Quantum interference and Klein tunneling in graphene heterojunctions

TL;DR

This paper reports the experimental observation of quantum conductance oscillations and Klein tunneling in narrow graphene heterostructures, demonstrating electron collimation and phase coherence in unconfined two-dimensional systems.

Contribution

It provides the first direct experimental evidence of Klein tunneling and electron collimation effects in graphene heterojunctions with electrostatically defined barriers.

Findings

Observation of conductance oscillations in graphene heterostructures

Confirmation of Klein tunneling through phase shift analysis

Electrostatically created p-n junctions act as collimators

Abstract

The observation of quantum conductance oscillations in mesoscopic systems has traditionally required the confinement of the carriers to a phase space of reduced dimensionality.
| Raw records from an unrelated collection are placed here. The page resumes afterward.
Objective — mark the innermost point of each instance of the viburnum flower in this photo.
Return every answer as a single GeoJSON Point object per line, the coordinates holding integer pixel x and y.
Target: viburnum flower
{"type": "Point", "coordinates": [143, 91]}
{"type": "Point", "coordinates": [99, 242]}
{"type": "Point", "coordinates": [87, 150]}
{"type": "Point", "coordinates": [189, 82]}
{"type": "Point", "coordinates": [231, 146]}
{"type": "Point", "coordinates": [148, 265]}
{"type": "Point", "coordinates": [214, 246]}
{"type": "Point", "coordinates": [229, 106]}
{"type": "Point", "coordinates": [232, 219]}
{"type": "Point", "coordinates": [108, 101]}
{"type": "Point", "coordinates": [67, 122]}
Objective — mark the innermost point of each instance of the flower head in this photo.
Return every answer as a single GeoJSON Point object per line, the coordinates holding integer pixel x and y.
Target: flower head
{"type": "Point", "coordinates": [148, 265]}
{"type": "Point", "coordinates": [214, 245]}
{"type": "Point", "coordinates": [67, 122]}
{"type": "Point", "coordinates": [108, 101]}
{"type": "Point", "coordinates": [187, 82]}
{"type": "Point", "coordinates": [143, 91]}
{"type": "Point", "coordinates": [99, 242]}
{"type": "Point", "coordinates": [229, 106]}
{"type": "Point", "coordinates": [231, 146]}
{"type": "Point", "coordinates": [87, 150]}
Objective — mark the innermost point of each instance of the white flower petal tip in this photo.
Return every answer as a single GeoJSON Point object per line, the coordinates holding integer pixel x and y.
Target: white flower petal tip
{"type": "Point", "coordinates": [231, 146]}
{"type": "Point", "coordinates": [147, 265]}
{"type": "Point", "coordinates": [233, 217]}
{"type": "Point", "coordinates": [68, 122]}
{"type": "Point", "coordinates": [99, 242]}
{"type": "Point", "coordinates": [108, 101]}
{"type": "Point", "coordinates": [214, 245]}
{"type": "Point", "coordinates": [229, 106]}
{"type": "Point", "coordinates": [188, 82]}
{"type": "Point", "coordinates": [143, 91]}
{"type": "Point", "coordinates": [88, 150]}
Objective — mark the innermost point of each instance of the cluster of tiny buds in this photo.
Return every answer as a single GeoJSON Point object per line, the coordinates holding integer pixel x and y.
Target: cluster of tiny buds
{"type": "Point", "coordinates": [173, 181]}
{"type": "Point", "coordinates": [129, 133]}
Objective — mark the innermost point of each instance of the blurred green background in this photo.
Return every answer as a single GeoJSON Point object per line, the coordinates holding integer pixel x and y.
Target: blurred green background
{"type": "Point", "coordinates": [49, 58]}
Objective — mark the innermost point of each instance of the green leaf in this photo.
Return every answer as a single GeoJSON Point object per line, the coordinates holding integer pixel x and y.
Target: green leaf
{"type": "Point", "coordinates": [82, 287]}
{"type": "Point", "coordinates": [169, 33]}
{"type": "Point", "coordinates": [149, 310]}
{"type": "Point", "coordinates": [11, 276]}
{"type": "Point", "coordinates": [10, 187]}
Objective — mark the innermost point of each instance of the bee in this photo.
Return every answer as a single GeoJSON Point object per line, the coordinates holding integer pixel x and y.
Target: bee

While electron optics such as lensing and focusing have been demonstrated experimentally, building a collimated electron interferometer in two unconfined dimensions has remained a challenge due to the difficulty of creating electrostatic barriers that are sharp on the order of the electron wavelength. Here, we report the observation of conductance oscillations in extremely narrow graphene heterostructures where a resonant cavity is formed between two electrostatically created bipolar junctions. Analysis of the oscillations confirms that p-n junctions have a collimating effect on ballistically transmitted carriers. The phase shift observed in the conductance fringes at low magnetic fields is a signature of the perfect transmission of carriers normally incident on the junctions and thus constitutes a direct experimental observation of ``Klein Tunneling.''